For using the quotas feature you have to activate it in your ZITADEL configurations Quotas section. The following snippets shows the defaults:
Quotas:
Access:
# If enabled, authenticated requests are counted and potentially limited depending on the configured quota of the instance
Enabled: false # ZITADEL_QUOTAS_ACCESS_ENABLED
Debounce:
MinFrequency: 0s # ZITADEL_QUOTAS_ACCESS_DEBOUNCE_MINFREQUENCY
MaxBulkSize: 0 # ZITADEL_QUOTAS_ACCESS_DEBOUNCE_MAXBULKSIZE
ExhaustedCookieKey: "zitadel.quota.exhausted" # ZITADEL_QUOTAS_ACCESS_EXHAUSTEDCOOKIEKEY
ExhaustedCookieMaxAge: "300s" # ZITADEL_QUOTAS_ACCESS_EXHAUSTEDCOOKIEMAXAGE
Execution:
# If enabled, all action executions are counted and potentially limited depending on the configured quota of the instance
Enabled: false # ZITADEL_QUOTAS_EXECUTION_DATABASE_ENABLED
Debounce:
MinFrequency: 0s # ZITADEL_QUOTAS_EXECUTION_DEBOUNCE_MINFREQUENCY
MaxBulkSize: 0 # ZITADEL_QUOTAS_EXECUTION_DEBOUNCE_MAXBULKSIZE
Once you have activated the quotas feature, you can configure quotas for your virtual instances using the system API or the DefaultInstances.Quotas section. The following snippets shows the defaults:
DefaultInstance:
Quotas:
# Items take a slice of quota configurations, whereas, for each unit type and instance, one or zero quotas may exist.

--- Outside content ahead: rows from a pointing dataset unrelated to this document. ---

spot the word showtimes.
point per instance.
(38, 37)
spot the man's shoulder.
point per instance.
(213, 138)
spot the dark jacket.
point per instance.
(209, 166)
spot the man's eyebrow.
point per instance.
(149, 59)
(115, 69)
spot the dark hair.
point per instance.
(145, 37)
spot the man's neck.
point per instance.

# The following unit types are supported
# "requests.all.authenticated"
# The sum of all requests to the ZITADEL API with an authorization header,
# excluding the following exceptions
# - Calls to the System API
# - Calls that cause internal server errors
# - Failed authorizations
# - Requests after the quota already exceeded
# "actions.all.runs.seconds"
# The sum of all actions run durations in seconds
Items:
# - Unit: "requests.all.authenticated"
# # From defines the starting time from which the current quota period is calculated.
# # This is relevant for querying the current usage.

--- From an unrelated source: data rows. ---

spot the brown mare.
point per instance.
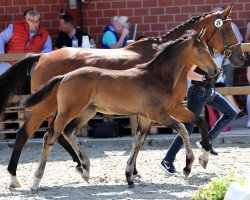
(68, 59)
(145, 90)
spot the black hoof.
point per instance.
(131, 184)
(186, 172)
(203, 163)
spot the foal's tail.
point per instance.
(42, 93)
(13, 76)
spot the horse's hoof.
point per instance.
(15, 185)
(34, 190)
(86, 178)
(186, 172)
(203, 163)
(79, 169)
(131, 184)
(137, 176)
(85, 175)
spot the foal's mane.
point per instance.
(185, 24)
(169, 49)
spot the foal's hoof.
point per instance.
(79, 169)
(131, 184)
(186, 172)
(15, 185)
(14, 182)
(203, 163)
(85, 175)
(34, 190)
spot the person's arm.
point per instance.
(119, 44)
(58, 43)
(47, 45)
(5, 37)
(247, 34)
(248, 74)
(192, 75)
(237, 32)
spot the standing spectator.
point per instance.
(67, 32)
(247, 39)
(115, 35)
(200, 94)
(24, 37)
(228, 71)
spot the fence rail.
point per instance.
(240, 90)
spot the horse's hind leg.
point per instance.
(22, 136)
(180, 128)
(142, 130)
(70, 132)
(49, 139)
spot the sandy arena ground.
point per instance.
(107, 175)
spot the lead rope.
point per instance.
(221, 71)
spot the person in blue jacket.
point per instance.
(115, 35)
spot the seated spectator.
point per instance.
(24, 37)
(115, 35)
(67, 31)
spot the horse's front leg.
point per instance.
(137, 142)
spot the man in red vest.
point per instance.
(24, 37)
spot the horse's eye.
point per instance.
(201, 50)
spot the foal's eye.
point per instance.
(201, 50)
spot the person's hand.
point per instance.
(209, 84)
(125, 32)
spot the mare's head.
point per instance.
(220, 35)
(195, 51)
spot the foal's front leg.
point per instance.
(167, 120)
(84, 160)
(138, 140)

# From: "2023-01-01T00:00:00Z"
# # ResetInterval defines the quota periods duration
# ResetInterval: 720h # 30 days
# # Amount defines the number of units for this quota
# Amount: 25000
# # Limit defines whether ZITADEL should block further usage when the configured amount is used
# Limit: false
# # Notifications are emitted by ZITADEL when certain quota percentages are reached
# Notifications:
# # Percent defines the relative amount of used units, after which a notification should be emitted.
# - Percent: 100
# # Repeat defines, whether a notification should be emitted each time when a multitude of the configured Percent is used.
# Repeat: true
# # CallURL is called when a relative amount of the quota is used.
# CallURL: "https://httpbin.org/post"
Exhausted Authenticated Requests​
If a quota is configured to limit requests and the quotas amount is exhausted, all further authenticated requests are blocked except requests to the system API. Also, a cookie is set, to make it easier to block further traffic before it reaches your ZITADEL runtime, for example with a WAF rule. The console is still served, but it only shows a dialog that says that the instance is blocked with a link to InstanceManagementURL.
Exhausted Action Run Seconds​
If a quota is configured to limit action run seconds and the quotas amount is exhausted, all further actions will fail immediately with a context timeout exceeded error. The action that runs into the limit also fails with the context timeout exceeded error.